The euro hit 10-month lows against the U.S. dollar on Wednesday as investors doubted a solution for Greece's fiscal woes was on the cards, with the cautious mood holding Asian stocks below two-month highs.
Concerns around Greece's fiscal problems returned despite Germany saying overnight for the first time it may support a euro-zone financial aid package for Athens.
Some analysts said Germany's support, which was pegged to tough terms including help from the International Monetary Fund, made it unlikely European Union leaders would agree on a deal for Athens at a two-day summit starting on Thursday.
That tempered demand for riskier assets such as stocks and commodities, with Japan's Nikkei backing away from a two-month high hit earlier in the day.
In Europe, gains in stocks may also prove tepid, with financial spreadbetters expecting Britain's FTSE 100 <.FTSE>, Germany's DAX <.GDAXI> and France's CAC-40 <.FCHI> to open by up to 0.3 percent higher.
Be it the EU or the IMF, how either of them would rescue Greece remains uncertain. The euro looks set to trade defensively in the near term, said Masafumi Yamamoto, chief currency strategist at Barclays Capital in Tokyo.

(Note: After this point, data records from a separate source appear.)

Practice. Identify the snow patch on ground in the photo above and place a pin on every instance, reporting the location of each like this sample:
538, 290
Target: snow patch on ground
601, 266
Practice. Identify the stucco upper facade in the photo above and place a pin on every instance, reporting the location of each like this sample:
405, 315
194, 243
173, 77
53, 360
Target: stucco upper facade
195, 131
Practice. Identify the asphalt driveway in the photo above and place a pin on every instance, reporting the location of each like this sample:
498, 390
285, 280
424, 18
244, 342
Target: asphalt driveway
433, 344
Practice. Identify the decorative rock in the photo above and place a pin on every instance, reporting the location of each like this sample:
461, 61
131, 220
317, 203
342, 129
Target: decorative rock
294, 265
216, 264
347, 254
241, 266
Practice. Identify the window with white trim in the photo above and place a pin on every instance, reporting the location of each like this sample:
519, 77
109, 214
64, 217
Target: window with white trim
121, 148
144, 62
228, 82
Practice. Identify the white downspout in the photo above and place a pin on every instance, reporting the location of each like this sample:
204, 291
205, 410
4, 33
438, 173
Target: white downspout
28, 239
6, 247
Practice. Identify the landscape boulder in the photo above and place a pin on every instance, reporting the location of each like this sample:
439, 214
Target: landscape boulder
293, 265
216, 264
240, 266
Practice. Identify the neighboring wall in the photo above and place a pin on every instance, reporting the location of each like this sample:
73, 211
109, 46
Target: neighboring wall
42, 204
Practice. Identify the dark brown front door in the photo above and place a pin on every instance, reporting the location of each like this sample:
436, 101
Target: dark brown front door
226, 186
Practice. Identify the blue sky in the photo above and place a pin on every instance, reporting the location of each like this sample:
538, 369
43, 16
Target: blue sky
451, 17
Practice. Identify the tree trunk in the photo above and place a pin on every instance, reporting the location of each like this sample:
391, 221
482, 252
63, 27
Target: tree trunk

Anxiety over Greece could overshadow a raft of U.S. and European news out Wednesday, including Germany's flash PMI, U.S. durable goods orders, and a pre-election UK budget.
The euro fell as far as to $1.3403 on trading platform EBS, its lowest since May 2009. It has fallen 6.3 percent so far this year, its worse performance since 2005 when it shed 12.7 percent.
Against the Swiss franc, the euro hit a record low of 1.4232 francs on EBS, fuelling talk among traders the Swiss National Bank may intervene in the market again to weaken its currency.
Against the Australian dollar, the euro slid to an all-time low of A$1.4621.
A firmer U.S. dollar dampened commodity prices, with oil down 68 cents at $81.23 a barrel. Gold erased earlier gains to be flat around $1,100.95.
A falling euro also boosted the yen and weighed on Japanese exporters. The benchmark Nikkei closed up 0.4 percent, paring a 1 percent rise earlier in the day.
Japan's Canon Inc <7751.T> rose 1.6 percent, off a high of 2.7 percent hit earlier.
But Nintendo <7974.OS> still managed to leap an impressive 8.5 percent on its plans to sell a new model of its DS handheld game gear, which allows users to play 3D games without special glasses.
Asian stock markets' failure to rally despite U.S. stocks surging to 18-month highs overnight, underscored the extent of caution in markets, with the prospect of China possibly tightening policy also dragging on sentiment.
There is too much concern about trade relations between China and the United States and appreciation of the yuan and a potential increase in interest rates in China, said Marco Mak, research head at Tai Fook Securities in Hong Kong.
Hong Kong's benchmark Hang Seng Index <.HSI> was up 0.4 percent, with turnover thin at HK$29.2 billion ($3.8 billion).
The MSCI index of Asia Pacific stocks outside Japan <.MIAPJ0000PUS> rose 0.26 percent, with charts showing resistance around the 61.8 percent Fibonacci retracement of its October 2007-November 2008 drop.